Le Boston Consulting Group estime que le continent détient les leviers d’une mutation économique historique fondée sur la transformation locale des minerais stratégiques.
Un rapport du Boston Consulting Group (BCG), publié lundi, met en lumière le potentiel du continent africain pour passer du statut d’exportateur de matières premières à celui d’acteur industriel de premier plan. Dotée d’immenses réserves de cobalt, cuivre, manganèse et métaux du groupe du platine, l’Afrique pourrait, selon l’étude, devenir un pivot de la transition énergétique mondiale. « L’Afrique possède ce dont le monde a besoin », a déclaré Tycho Moencks, directeur général associé du BCG, soulignant que le continent « peut désormais façonner la prochaine ère industrielle mondiale ».
L’étude évalue que chaque milliard de dollars investi dans l’extraction et la transformation des minerais critiques pourrait générer 280 millions de dollars de PIB additionnel par an (environ 2,9 milliards de dirhams), tout en créant des milliers d’emplois qualifiés et en renforçant les recettes fiscales nationales.

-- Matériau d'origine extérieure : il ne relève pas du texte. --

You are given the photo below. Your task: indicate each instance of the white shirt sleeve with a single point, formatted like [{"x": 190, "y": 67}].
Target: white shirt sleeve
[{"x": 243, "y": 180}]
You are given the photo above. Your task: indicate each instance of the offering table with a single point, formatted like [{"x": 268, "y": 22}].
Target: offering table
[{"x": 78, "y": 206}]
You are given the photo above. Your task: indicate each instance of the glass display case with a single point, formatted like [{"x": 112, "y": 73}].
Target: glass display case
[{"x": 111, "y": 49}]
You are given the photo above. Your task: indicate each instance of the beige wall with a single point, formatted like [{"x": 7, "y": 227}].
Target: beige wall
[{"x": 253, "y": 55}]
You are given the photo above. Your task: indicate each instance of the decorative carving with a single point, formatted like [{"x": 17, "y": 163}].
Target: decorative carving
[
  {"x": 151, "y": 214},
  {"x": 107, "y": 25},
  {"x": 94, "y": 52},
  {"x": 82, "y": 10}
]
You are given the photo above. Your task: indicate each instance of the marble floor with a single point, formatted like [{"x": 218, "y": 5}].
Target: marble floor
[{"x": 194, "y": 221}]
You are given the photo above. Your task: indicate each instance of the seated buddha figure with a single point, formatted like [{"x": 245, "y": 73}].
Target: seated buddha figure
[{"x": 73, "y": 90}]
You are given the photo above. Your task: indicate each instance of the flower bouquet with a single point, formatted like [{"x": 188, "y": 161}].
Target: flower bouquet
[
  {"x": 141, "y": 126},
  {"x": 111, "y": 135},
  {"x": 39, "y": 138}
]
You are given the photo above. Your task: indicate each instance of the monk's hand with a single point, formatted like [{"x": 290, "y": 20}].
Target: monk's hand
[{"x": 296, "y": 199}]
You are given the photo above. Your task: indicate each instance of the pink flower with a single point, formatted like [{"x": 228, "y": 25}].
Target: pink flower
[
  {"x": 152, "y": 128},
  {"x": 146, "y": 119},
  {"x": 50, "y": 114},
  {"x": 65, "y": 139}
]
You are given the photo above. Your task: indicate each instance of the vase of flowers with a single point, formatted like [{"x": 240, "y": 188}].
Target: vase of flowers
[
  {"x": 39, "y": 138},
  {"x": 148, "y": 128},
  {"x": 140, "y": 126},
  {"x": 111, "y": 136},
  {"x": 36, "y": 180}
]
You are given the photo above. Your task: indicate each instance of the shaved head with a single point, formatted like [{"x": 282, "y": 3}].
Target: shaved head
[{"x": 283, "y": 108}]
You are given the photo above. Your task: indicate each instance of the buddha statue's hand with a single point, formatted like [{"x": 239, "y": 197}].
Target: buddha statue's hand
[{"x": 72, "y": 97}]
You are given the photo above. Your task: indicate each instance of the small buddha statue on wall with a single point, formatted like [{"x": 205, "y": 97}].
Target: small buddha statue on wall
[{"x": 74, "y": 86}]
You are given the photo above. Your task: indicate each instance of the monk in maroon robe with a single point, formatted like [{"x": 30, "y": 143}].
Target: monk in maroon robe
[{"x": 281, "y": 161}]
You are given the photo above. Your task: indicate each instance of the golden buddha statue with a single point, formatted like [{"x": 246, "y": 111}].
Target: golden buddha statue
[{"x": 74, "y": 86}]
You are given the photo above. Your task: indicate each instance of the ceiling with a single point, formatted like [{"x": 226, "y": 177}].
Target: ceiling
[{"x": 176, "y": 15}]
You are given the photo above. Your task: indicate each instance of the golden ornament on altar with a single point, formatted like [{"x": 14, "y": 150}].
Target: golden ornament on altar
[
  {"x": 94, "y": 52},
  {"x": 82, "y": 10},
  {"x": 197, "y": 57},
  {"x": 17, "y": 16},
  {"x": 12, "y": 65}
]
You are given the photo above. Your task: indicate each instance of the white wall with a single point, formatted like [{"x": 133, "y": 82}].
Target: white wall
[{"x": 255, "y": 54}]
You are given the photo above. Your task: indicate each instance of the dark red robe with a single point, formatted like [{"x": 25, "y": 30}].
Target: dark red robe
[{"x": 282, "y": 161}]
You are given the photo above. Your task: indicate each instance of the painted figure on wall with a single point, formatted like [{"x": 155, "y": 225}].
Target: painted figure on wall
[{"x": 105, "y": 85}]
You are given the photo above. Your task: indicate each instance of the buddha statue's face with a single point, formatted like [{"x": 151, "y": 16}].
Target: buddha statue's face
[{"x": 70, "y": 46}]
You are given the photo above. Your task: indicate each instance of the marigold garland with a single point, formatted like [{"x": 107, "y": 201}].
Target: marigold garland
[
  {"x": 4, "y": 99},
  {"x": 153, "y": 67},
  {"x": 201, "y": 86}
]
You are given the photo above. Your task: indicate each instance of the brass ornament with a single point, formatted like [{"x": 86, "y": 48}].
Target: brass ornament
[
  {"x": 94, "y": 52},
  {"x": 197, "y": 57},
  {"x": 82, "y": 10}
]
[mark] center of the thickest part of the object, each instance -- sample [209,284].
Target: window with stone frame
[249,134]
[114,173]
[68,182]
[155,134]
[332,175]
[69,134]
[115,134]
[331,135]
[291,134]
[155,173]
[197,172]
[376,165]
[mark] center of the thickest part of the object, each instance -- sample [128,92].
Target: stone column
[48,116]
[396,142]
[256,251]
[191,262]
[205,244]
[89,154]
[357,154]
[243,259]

« Il s’agit d’un passage décisif de la simple extraction à la transformation industrielle », a expliqué Lindokuhle Shongwe, responsable de projet au BCG. Selon lui, cette évolution offrirait à plusieurs pays africains une opportunité unique de développement technologique et d’intégration dans les chaînes de valeur mondiales de l’énergie propre.
« C’est la décennie de l’Afrique », a insisté Tycho Moencks, estimant que le continent dispose à la fois des ressources, de la jeunesse et du pouvoir de négociation nécessaires pour s’imposer dans le nouvel ordre industriel mondial. Contrairement à l’Europe ou à l’Asie, marquées par des infrastructures vieillissantes, plusieurs économies africaines peuvent bâtir des chaînes de valeur modernes, numérisées et respectueuses de l’environnement.
Le BCG souligne toutefois que la fenêtre d’opportunité reste étroite : dans un contexte de compétition accrue entre les États-Unis, l’Union européenne et la Chine pour sécuriser leurs approvisionnements, seule une volonté politique affirmée permettra aux nations africaines de transformer leur potentiel géologique en puissance industrielle durable.
Le Maroc, la RDC, la Zambie, la Namibie et l’Afrique du Sud figurent parmi les cinq pays identifiés par le BCG comme les mieux placés pour développer une industrie minérale à haute valeur ajoutée intégrée aux filières mondiales de l’énergie verte.